- Genre: News; politics;
- Presented by: Rosemary Barton
- Country of origin: Canada
- Original language: English

Production
- Production locations: CBC Ottawa Production Centre, Ottawa
- Camera setup: Multi-camera
- Running time: 90 minutes
- Production company: Canadian Broadcasting Corporation

Original release
- Network: CBC News Network; CBC Television;
- Release: November 1, 2020 – present

= Rosemary Barton Live =

Canadian television news program

Rosemary Barton Live is a Canadian television Sunday morning talk show, which premiered November 1, 2020, on CBC News Network and CBC Television. Hosted by Rosemary Barton, it is a live news and talk show covering political topics.

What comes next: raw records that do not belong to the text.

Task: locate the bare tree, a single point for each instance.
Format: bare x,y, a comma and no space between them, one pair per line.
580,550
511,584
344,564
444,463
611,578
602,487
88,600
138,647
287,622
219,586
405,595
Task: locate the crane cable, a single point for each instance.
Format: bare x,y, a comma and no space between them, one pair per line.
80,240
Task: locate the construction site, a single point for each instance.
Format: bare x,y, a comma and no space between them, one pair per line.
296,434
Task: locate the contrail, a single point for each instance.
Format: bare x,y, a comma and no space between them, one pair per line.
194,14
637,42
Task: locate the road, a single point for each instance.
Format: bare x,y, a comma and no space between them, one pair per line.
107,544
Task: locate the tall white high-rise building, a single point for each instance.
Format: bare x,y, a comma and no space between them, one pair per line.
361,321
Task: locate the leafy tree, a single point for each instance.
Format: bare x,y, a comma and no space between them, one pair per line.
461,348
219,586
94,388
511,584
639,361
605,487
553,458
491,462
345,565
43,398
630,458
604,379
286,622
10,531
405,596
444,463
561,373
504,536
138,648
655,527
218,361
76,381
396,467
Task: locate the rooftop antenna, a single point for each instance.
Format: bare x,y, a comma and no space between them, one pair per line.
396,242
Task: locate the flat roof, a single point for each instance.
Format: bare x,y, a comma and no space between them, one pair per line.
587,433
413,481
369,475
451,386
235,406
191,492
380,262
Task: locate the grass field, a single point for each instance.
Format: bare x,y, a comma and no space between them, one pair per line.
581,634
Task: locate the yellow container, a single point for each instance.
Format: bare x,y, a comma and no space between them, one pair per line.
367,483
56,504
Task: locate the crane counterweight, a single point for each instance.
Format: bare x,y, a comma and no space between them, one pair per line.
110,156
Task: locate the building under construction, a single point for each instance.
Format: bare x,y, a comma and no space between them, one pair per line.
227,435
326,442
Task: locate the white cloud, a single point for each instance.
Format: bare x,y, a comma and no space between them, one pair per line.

The series replaced The Weekly with Wendy Mesley; it is also a successor to The Sunday Scrum, a Sunday political news segment which aired on CBC News Network in the 2000s and 2010s. The Sunday Scrum was hosted by a variety of CBC journalists over the course of its run, including Nancy Wilson, Ben Chin, Carole MacNeil, Reshmi Nair, Asha Tomlinson and John Northcott, and continues to air as a segment within Rosemary Barton Live rather than a standalone program.

The series received two Canadian Screen Award nominations at the 10th Canadian Screen Awards in 2022, for Best Talk Program or Series and Best Host in a Talk or Entertainment News Series.